Une alternative complète à Options+
Dans ce contexte, les utilisateurs de souris Logitech apprécieront peut-être de découvrir OpenLogi, une nouvelle initiative open source (voir le projet sur GitHub), qui présente le double intérêt de fonctionner uniquement en local, avec des réglages stockés au travers d’un simple fichier TOML, et de tourner sur les trois plateformes courantes que sont Linux, macOS et, depuis quelques jours, Windows.
OpenLogi est censé savoir gérer tous les périphériques Logitech qui passent par le protocole HID++, qu’ils soient connectés via le dongle radio maison, en Bluetooth ou au moyen d’un câble USB. Sur le plan fonctionnel, il permet d’attribuer une action précise, parmi 44 préprogrammées, à chaque bouton des souris les plus populaires du fabricant suisse (dont la MX Master 4).

Le client sait également gérer le réglage de la précision (DPI), le SmartShift de la molette des MX Master (alternance entre roulette cliquable et défilement libre), ainsi que des réglages spécifiques à une application donnée (par exemple, des raccourcis dédiés aux fonctions courantes d’un logiciel d’image). Il offre enfin une vue simplifiée des appareils connectés, avec état de charge et niveau de la batterie. L’outil dispose d’une interface graphique mais peut aussi se piloter en ligne de commande. Les appels réseau se limitent à la récupération de visuels (pour afficher la souris dans l’interface) et à la recherche de mises à jour.

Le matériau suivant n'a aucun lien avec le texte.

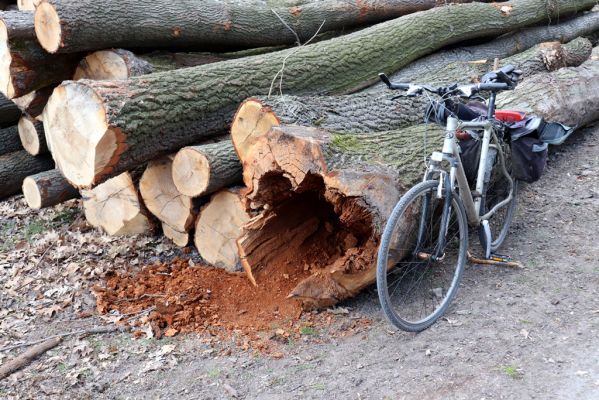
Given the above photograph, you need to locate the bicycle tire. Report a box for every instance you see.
[377,181,468,332]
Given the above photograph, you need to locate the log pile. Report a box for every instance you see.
[0,0,599,307]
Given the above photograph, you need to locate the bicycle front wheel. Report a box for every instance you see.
[377,181,468,332]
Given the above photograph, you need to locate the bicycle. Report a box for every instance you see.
[377,66,521,332]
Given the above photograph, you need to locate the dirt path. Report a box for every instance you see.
[0,127,599,400]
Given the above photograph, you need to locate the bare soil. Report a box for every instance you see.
[0,127,599,400]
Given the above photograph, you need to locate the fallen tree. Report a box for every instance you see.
[0,11,81,99]
[23,169,79,210]
[238,57,599,307]
[35,0,492,53]
[0,150,54,198]
[43,0,595,187]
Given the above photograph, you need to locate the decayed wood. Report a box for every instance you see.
[0,94,21,128]
[0,11,81,99]
[0,150,54,199]
[194,188,250,272]
[43,0,595,186]
[0,338,62,380]
[172,138,241,197]
[0,125,23,155]
[81,172,153,236]
[18,115,49,156]
[23,169,79,210]
[139,155,197,233]
[231,38,592,159]
[35,0,492,53]
[238,61,599,307]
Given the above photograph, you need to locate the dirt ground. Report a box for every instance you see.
[0,123,599,400]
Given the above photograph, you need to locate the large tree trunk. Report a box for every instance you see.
[0,150,54,199]
[0,11,81,99]
[81,172,153,236]
[231,38,592,159]
[44,0,595,186]
[18,115,49,156]
[238,61,599,307]
[23,169,79,210]
[194,189,250,272]
[0,94,21,128]
[35,0,492,53]
[139,155,197,238]
[172,138,241,197]
[0,125,23,156]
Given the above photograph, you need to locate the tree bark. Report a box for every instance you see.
[0,94,21,128]
[0,11,81,99]
[238,61,599,307]
[81,172,153,236]
[0,150,54,199]
[44,0,595,187]
[194,188,250,272]
[139,155,197,232]
[231,38,592,159]
[23,169,79,210]
[172,138,242,197]
[35,0,492,53]
[0,125,23,156]
[18,115,49,156]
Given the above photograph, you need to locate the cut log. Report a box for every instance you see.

Sur le papier, OpenLogi couvre donc, voire dépasse, l’essentiel des fonctionnalités de Logi Options+, sans les désagréments associés. Le logiciel est signé d’un développeur indépendant, Xuan Zhang dit AprilNEA, qui l’a placé sous licence Apache 2.0 et admet avoir recouru à l’IA générative pour ses travaux. Le dépôt GitHub associé, ouvert en mai et mis à jour cette semaine pour signaler l’arrivée de la version Windows, s’enorgueillit déjà de 9 000 étoiles. Une réserve tout de même : le logiciel, actuellement en version 0.71, est toujours présenté comme en cours de développement, et son installation ou son utilisation ne sont donc probablement pas exempts de bugs.

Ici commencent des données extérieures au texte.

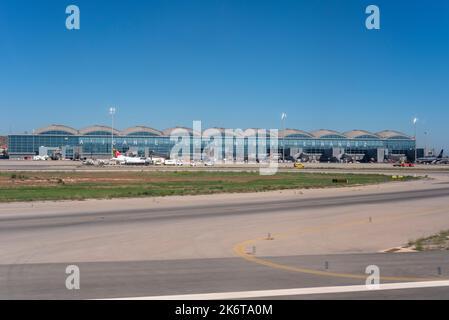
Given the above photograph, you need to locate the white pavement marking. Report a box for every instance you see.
[103,280,449,300]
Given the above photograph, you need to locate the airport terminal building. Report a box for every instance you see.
[8,125,416,162]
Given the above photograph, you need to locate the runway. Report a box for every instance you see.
[0,175,449,299]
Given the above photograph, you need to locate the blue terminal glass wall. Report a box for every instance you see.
[8,127,415,158]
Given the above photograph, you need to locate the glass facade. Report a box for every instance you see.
[8,125,415,158]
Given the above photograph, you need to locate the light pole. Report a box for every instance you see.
[413,117,418,163]
[281,112,287,162]
[109,107,115,158]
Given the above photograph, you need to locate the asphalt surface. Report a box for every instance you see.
[0,187,449,233]
[0,252,449,299]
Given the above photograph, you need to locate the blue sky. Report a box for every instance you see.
[0,0,449,149]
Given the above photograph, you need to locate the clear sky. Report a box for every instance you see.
[0,0,449,149]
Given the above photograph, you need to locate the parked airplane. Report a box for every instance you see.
[416,149,449,164]
[111,150,149,165]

Un choix supplémentaire pour les allergiques à la télémétrie
AprilNEA n’est pas le premier à s’atteler à la construction d’une alternative au client officiel Logitech, loin s’en faut. Sous macOS, on connait par exemple de longue date BetterMouse, tandis que Solaar (disponible dans les dépôts officiels d’Ubuntu) est censé répondre aux besoins des utilisateurs Linux, a minima pour les souris connectées via le récepteur Logitech Unifying. Aucune des solutions disponibles jusqu’ici n’offrait toutefois la compatibilité totale (trois familles d’OS, fonctionnement indépendant du mode de connexion) promise par OpenLogi.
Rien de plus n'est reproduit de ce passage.